After bringing up his family in Bethnal Green, Terry moved to Chingford ten years ago. At one end of the street is the expanse of the King George V Reservoir and at the other is Epping Forest where Terry walks his dog every day, observing the sunset over the East End. “People don’t realise there’s sheep grazing in E4,” he informed me.
With a restless spirit and a fearless nature, Terry has always been open to the opportunities that life offers and, as a consequence, he has been granted an enviable breadth of experience and knowledge – as I quickly discovered when I sat down for a chat with him yesterday.
“I was born at 5 Treby St, Mile End, and lived there until I was four. John, my dad, was a Painter & Decorator for Stepney Borough Council. He died of lung cancer when I was three and we couldn’t afford the rent. Eve, my mother had four children so she took refuge at Parnell Rise Methodist Church and she worked there as a caretaker.

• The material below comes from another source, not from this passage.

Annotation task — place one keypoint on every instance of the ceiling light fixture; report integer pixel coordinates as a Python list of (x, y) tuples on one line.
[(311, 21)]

At the church, she met someone. George’d not long come from Jamaica on the Windrush. He was a bus conductor on the number eight route. She and George got married, and all her family disowned her and all her family disowned us too. The church wrote and said that now she had a husband we must get out. But we read it as because she had married a black man. They gave her one week’s notice.
I was six when we moved to Brooke Rd, Clapton. At first, it seemed everything was fine because there were other families from the West Indies but there was a lot of resentment and we had all sorts of trouble including bricks through the window. The black community didn’t like it that my step-dad had married a white woman. When my mother got pregnant and had another baby, one of the neighbours in the street asked to have a look, when she had it in a pram, and when they saw it was a mixed race baby, they spat in her face and called her a whore.
Because of my dad, I didn’t see colour. He brought me up like a Jamaican and I could speak the patois. I learnt that what colour or religion you are doesn’t matter, there’s good and bad in all. I was in a bunch of kids that included Irish kids, kids from Manchester, black kids, Turkish Cypriots and Greek Cypriots. We hadn’t been exposed to racism so it didn’t matter to us.
After we moved to Brooke Rd, my step-dad started drinking and we had holes in our shoes – he had a nice suit and tie, and we had nothing. My mother worked in a laundrette and I used to go round the bins collecting Domestos bottles for the tuppence deposit on each one. I walked to Manor House on Saturday to wash motors at nine years old. We learnt to survive. My old man hit me with a buckle until I stopped him at sixteen.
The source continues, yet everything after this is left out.